The committee’s report concludes that not only has the government’s liability for clinical negligence quadrupled over the past two decades, the Department of Health and Social Care is unable to show any meaningful action taken to address this

A report from the Public Accounts Committee (PAC) has found that not only has the government’s liability for clinical negligence quadrupled over the past two decades to £60 billion last year, the Department of Health and Social Care (DHSC) is unable to show any meaningful action taken to address this, and the NHS has not done enough to tackle the underlying causes of patient harm.

The report paints a picture of a system overwhelmed by safety recommendations that it cannot action, with evidence that, despite the NHS in England keeping a plethora of data on patient harm, its fragmented nature does not amount to good information which could identify and address clinical negligence’s underlying causes.

This builds on the broader report published by the committee at the end of November that found that, despite spending £3.24 billion on transforming diagnostic and surgical services, NHS England has missed its recovery targets. It also confirms the repeated failings of maternity services highlighted by Healthcare Today.

The PAC has highlighted the problem of disproportionate legal costs in clinical negligence claims again. Claimant legal fees more than tripled to £538 million last year, while claims with damages of £25,000 or less cost far more in fees than victims receive, with a cost-to-damages ratio of 3.7 to 1. The government’s previous plans to limit the amount paid to lawyers in lower-value cases were not implemented as planned two years ago, it says, and the DHSC should develop an alternative mechanism to speed up decisions and reduce costs for these cases.

Costs will rise

Recent increases in settlement costs (tripling to £3.6 billion last year) are likely to rise significantly to more than £4 billion a year by the end of the decade.

Despite warnings from the PAC dating back to 2002, it says that the DHSC has not committed to acting to make improvements to the fundamental issues of clinical negligence until the completion of a review announced last year, for which it did not have an expected date.

The report calls in particular for the DHSC to learn lessons from its failure to improve maternity care in England, and set out how it plans to reduce the incidence of harm and the costs of claims in this area.

The report shows settled claims involving infants and children increasing significantly, reaching £325 million in claims for paediatric failings last year. The inquiry heard that 120-130 brain injury cases involving children are settled every year, but it can take an average of 11-12 years to resolve each claim, at a high cost both for the victim’s experience and financially.

Evidence to the PAC’s inquiry from the Royal College of Obstetricians and Gynaecologists suggested that the maternity workforce is struggling under the pressure of delivering increasingly complex care.

Patient safety

As the College pointed out earlier this year, if every woman currently on a gynaecological waiting list stood shoulder to shoulder, the queue would stretch over 191 miles.
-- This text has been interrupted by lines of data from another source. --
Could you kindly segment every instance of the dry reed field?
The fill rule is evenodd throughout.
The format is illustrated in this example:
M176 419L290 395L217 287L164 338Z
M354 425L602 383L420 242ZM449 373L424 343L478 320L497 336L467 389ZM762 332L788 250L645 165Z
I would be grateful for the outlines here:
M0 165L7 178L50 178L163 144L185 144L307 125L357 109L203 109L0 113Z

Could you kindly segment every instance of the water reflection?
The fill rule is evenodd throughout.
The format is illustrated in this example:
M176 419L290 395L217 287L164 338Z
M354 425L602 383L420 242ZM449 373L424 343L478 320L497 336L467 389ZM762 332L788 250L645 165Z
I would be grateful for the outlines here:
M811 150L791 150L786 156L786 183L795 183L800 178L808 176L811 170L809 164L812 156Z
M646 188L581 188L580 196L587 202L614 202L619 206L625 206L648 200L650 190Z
Finally, the report notes that claims being settled on the basis of how much a victim’s care would cost in the private sector, rather than in the NHS, stem from a law from 1948. The inquiry heard that this is a major contributory factor to the increasing cost of very high-value cases of more than £1 million.

“Clinical negligence is the second-largest financial liability across government, but represents to our committee a different matter entirely from other large items like nuclear decommissioning or pensions. This is a swelling accounting of profound suffering,” said Geoffrey Clifton-Brown, chair of the Public Accounts Committee.

“The rising costs of such claims are diverting resources away from frontline care, badly in need of them. That is why it feels impossible to accept that, despite two decades’ worth of warnings, we still appear to be worlds away from government or NHS engaging with the underlying causes of this issue,” he added.

Six recommendations

Many suggestions have been made about how to cut negligence costs, but the PAC has made six specific recommendations.

It has asked the DHSC both to explain its operational plan to tackle clinical negligence, including key milestones for achieving reductions in claim costs and volumes, and to publish David Lock’s review of clinical negligence within six months of it being completed.

It has also recommended that a national framework for improving patient safety with clear targets for annual improvement be set up. “We are concerned there is far too little data on the factors behind clinical negligence, given its huge impact on people’s lives and NHS finances,” the report says.

The DHSC should establish a national system for sharing data between trusts and analysing trends. “If there are barriers to sharing protected data, it should develop analysis on an anonymised basis to pull out lessons and provide early warning alerts to trusts,” it suggests.

It is echoing the emphasis on a failure of maternity care and has recommended that the DHSC publish the review by Valerie Amos, Baroness Amos, into maternity services within two months, alongside its response and set out how it plans to reduce the incidence of harm and the costs of claims in maternity care.

Next, an alternative dispute mechanism should be set up to speed up decisions and reduce costs for less complex cases. As part of this, it recommends that the DHSC look at international examples, such as in New Zealand and Sweden, of non-adversarial and ombudsman models and assess how our ombudsman system could be improved.

Finally, the DHSC should develop, within six months, proper estimates of the impact of assuming health and social care for clinical negligence victims by the private sector. It should set out, by the same deadline, additional measures which it judges would effectively guard against the risk of paying twice for the care of those it has harmed and an indicative timeline for their potential implementation.